The new Subaru Solterra is an eye-catching car, but it won't launch with an eye-watering price tag.

Subaru Australia has announced it will launch its first electric car in 2023, in the form of the much-anticipated Solterra SUV - and while the brand is yet to confirm local market pricing, we know it will be all-wheel drive (because of course it will), and will pack a 71.4kWh battery pack, good for about 460km of electric driving range.

Those numbers put it on par with rivals like the Hyundai Ioniq 5 and Kia EV6, but one number that could well be a lot smaller in the Subaru’s case is its price.

The Ioniq 5 starts at $75,900 (MSRP) for the all-wheel drive model, while the EV6 AWD kicks off from $82,990 (MSRP). 

Subaru’s AWD EV SUV is set to be a bit cheaper, if comments from the brand’s Australian managing director, Blair Read, are, ahem, on the money.

When asked if the Solterra will be the brand’s most expensive car, Mr Read coyly replied: “Maybe”. 

That would mean it would have to be more than $57,990 (MSRP), which is the list price for the top-spec WRX Sportswagon tS.

It would be unprecedented for the first Subaru EV to be in the sub-$60,000 price range, but Mr Read was clear that the market is changing quickly, and prices of cars on sale today may prove to be outdated and expensive when newer EV models launch in the coming months and years.

“The way I would describe that marketplate is that it’s very dynamic,” he said. “Those are the existing competitors today. But when that vehicle comes to market, in terms of development across even our range, and the broader market, it’s a dynamic market that will keep evolving.

“What we are most focused on at the moment is how the positioning lands from a Subaru brand perspective and we’ve always had strong repurchase, strong loyalty to the brand.
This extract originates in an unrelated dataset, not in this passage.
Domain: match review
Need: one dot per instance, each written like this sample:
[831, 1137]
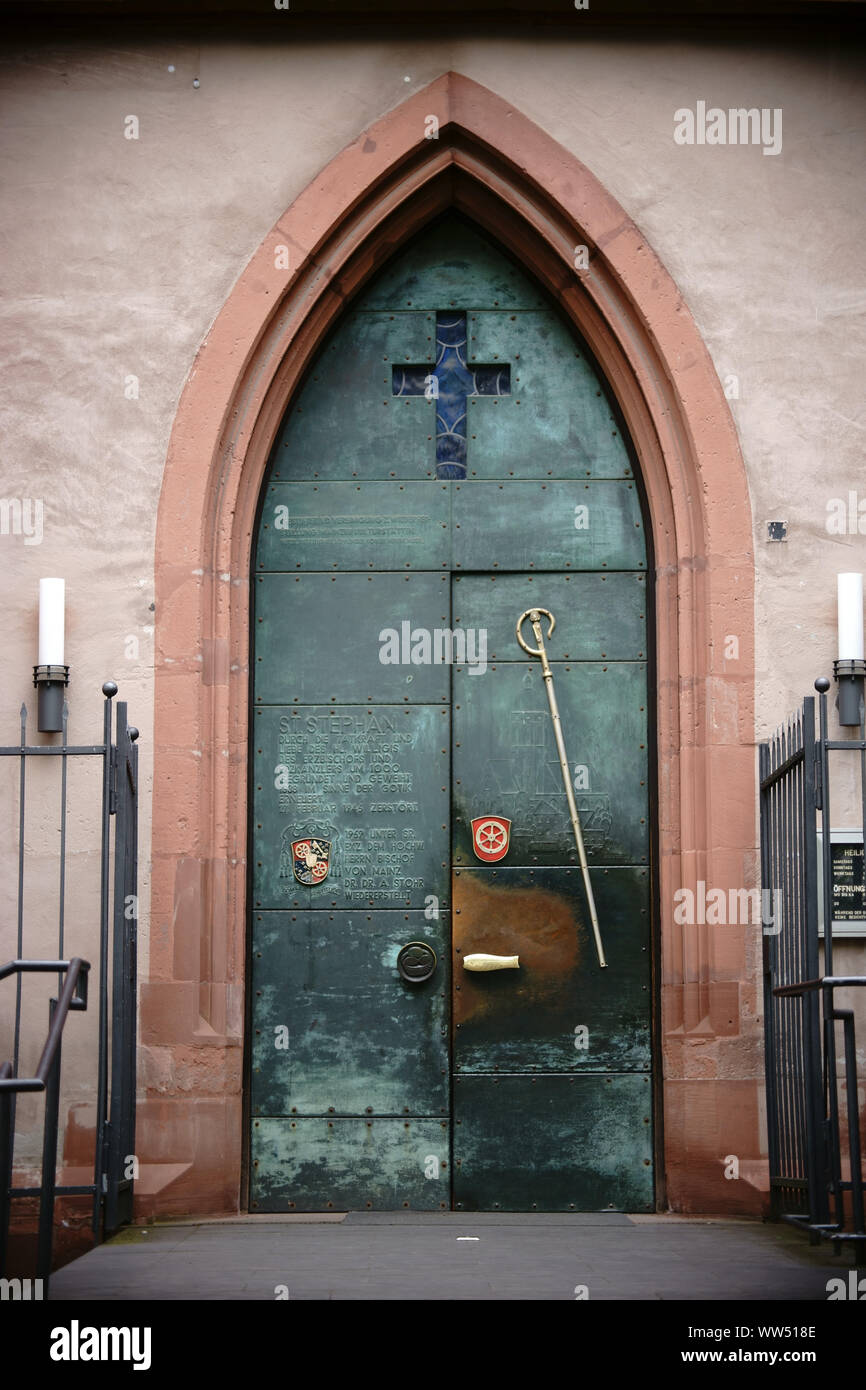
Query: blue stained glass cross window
[448, 384]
So how do we position this so that it appeals to traditional Subaru owners so that they see the benefit of the vehicle, they see the evolution of the brand they love, and it’s positioned well for existing owners. That’s initially the focus for us,” said Mr Read.

Reading between the lines there, the Subaru brand has, in recent times, become heavily focused on value for money, so to ask customers to fork out $70,000 or more for an EV could be a big ask.

However, the Solterra is just the start of the brand’s electric car range, and - given it is a product of the alliance between Subaru and Toyota, and the latter brand has announced a game-changing EV strategy involving 30 electric vehicles by 2030 - it seems likely there will be further spillover between the brands and their EV offerings.

“There is obviously joint collaboration in that space, and obviously both of those manufacturers have worked together to challenge each other to make better cars. That, from the Subaru perspective, has come to fruition with BRZ and now Solterra,” said Mr Read.

“So, there’s obvious linkages there, but then Subaru has its own direction outside of that where it has to stand on its own feet and take the evolving technologies that it wants to.

“There is some joint work, and there will be some great sharing out of that which benefits both brands, and there will be Subaru’s own story around that.”